Divya Gordon is a self-taught documentary filmmaker from Sydney Australia and now the name behind MAVEN, an inspiring film for all budding backcountry skiers and boarders.
The short film showcases and celebrates female adventurers taking on the Snowy Mountains backcountry.
With backcountry guide Chess Smee at the helm, Gordon documents Smee as she takes on some serious goals for the 2023 season, including hitting Australia’s 11 highest peaks in one day.
This intimate discovery of Australia’s female focused backcountry community with the mantra “to empower women with the skills and confidence and do anything they dare to dream.”
MAVEN isn’t Gordon’s first film rodeo. After leaving her corporate roots in Sydney, she embraced a nomadic lifestyle in her van, growing her connection with adventure communities while pursuing her passion for filmmaking.

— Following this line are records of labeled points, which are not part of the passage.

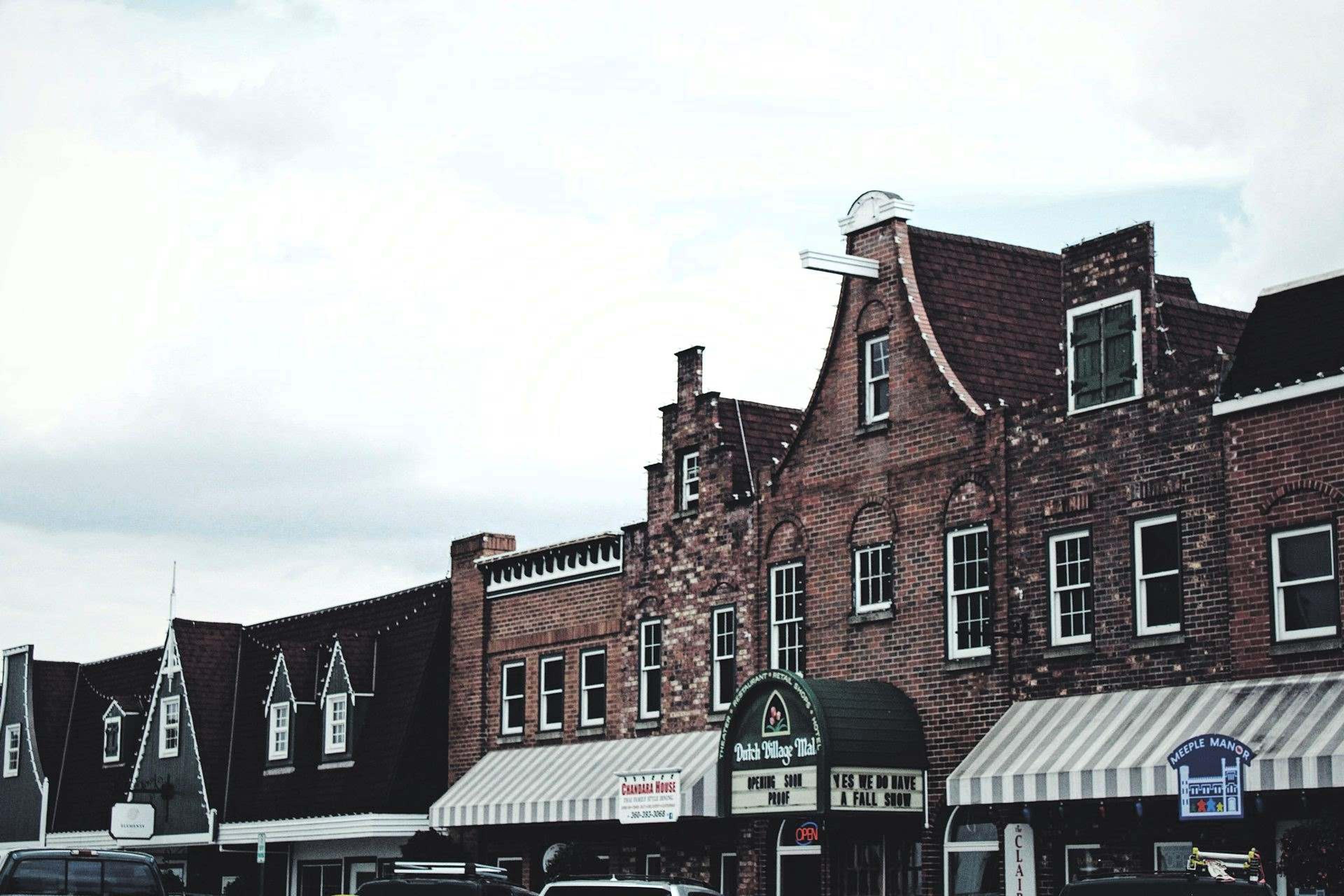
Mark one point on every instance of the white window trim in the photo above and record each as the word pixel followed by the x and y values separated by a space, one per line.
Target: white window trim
pixel 546 723
pixel 644 668
pixel 717 659
pixel 330 742
pixel 164 750
pixel 775 621
pixel 585 686
pixel 506 698
pixel 108 723
pixel 275 729
pixel 1070 848
pixel 1056 639
pixel 1281 633
pixel 869 379
pixel 953 652
pixel 13 750
pixel 1189 846
pixel 1132 298
pixel 858 583
pixel 1140 580
pixel 687 480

Her first adventure documentary The First Worm featured in global film festivals and centred on a highline boulder wrap in the steepest ski lines in mainland Australia.
Gordon’s Seven 7 Seven film was another climbing film focusing on the highline community.
Seven hundred and seventy seven metres is the bizarre number that measures a gap between two cliffs. In March 2021, a group of dirty and like minded individuals came together to break the Australian record for longest line rigged and bridge this 777m gap.
“I spent 4 years in the highlining community before I felt fit to represent it through film. Packed into ‘Seven 7 Seven’ is the heart and soul of Aussie highlining, as seen by me,” says Gordon in her director’s statement.
Gordon shot the entire MAVEN film on the lightweight and versatile Nikon Z 8 adventure camera. She launches MAVEN, in partnership with Nikon and Arc’teryx on April 11 at the Hayden Orpheum in Sydney, followed by a nationwide film tour with Warren Miller.